The lead ship was so close, she could see the pilot’s crooked smile as he lined up his guns and flicked out his trigger finger. Dezmara waved goodbye with one hand and tapped the kranos with the other. The Ghost lurched upward and then quickly leveled out, whipping the cargo container streaming behind it like an enormous wrecking ball. The decrease in speed had lured the two bogeys behind them closer, and now they would pay for their greed. Dezmara sat up off the floor just in time to see the cables attached to the swinging container dissect the small gunship closest to them into thirds. The wings fell away from the center section of the fuselage, and Dezmara could see the confusion on the pilot’s face turn to terror as he spiraled away and slammed into the outer wall of the dockyard.

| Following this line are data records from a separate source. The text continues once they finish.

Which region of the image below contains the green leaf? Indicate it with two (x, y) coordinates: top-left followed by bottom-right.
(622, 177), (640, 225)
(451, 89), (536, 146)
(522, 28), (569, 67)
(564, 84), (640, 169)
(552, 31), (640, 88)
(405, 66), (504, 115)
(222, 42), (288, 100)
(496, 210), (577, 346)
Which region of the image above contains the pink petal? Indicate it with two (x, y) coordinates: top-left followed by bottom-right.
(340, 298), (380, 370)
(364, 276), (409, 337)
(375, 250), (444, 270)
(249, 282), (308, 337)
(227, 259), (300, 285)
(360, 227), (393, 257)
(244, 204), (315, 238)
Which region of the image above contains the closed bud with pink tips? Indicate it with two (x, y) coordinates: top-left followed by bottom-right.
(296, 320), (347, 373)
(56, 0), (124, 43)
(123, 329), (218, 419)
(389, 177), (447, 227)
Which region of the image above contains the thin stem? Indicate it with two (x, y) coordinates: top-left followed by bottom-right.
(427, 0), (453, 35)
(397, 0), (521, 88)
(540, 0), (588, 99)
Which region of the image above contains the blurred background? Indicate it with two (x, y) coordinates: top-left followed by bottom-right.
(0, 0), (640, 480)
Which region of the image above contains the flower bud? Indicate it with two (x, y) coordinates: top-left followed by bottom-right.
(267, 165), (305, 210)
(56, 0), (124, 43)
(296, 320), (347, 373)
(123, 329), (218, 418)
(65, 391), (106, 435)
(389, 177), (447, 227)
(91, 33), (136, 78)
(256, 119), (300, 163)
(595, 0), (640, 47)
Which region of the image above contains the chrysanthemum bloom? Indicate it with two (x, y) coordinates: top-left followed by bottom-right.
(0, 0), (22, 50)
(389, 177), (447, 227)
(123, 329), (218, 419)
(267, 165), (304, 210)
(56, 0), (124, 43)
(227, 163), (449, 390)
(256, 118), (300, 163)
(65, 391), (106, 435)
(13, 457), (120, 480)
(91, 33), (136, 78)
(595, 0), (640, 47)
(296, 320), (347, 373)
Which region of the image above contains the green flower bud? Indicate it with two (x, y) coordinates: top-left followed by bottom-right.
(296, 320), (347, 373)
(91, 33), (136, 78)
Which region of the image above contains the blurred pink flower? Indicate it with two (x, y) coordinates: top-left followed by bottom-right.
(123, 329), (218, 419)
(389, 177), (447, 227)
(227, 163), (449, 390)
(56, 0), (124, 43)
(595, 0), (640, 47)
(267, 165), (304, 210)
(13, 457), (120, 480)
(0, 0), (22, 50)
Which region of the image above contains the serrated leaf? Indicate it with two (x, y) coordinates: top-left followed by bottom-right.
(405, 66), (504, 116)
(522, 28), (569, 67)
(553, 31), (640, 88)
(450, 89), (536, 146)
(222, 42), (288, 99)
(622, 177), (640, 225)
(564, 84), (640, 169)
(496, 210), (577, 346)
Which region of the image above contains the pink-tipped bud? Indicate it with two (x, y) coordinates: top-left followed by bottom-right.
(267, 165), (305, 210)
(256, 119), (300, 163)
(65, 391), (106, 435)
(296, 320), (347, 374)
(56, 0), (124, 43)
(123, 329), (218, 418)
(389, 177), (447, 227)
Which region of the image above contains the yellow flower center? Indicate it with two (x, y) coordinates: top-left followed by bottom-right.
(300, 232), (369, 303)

The second attacker caught the full force of the battering ram container on the belly. The nose of the little vessel was wrenched skyward and it drifted horizontally. For a brief moment, it looked like an odd bird flaring its wings and readying itself to perch on the nearest ledge or outcropping, but then the craft’s engines coughed and sputtered as it stalled; then it fell like a stone. “Three down…” Dezmara thought optimistically, but there was no time for celebrating. Fire from the two remaining bandits still hugging the mountain clapped at the rear of the ship. The portmaster and his goons didn’t have to destroy the Ghost to win the game—a breached hull would make it almost impossible to escape into space, even if Simon opened the gate. Dezmara had to destroy the last two fighters or they were doomed. There wasn’t enough room to maneuver, but she had no choice.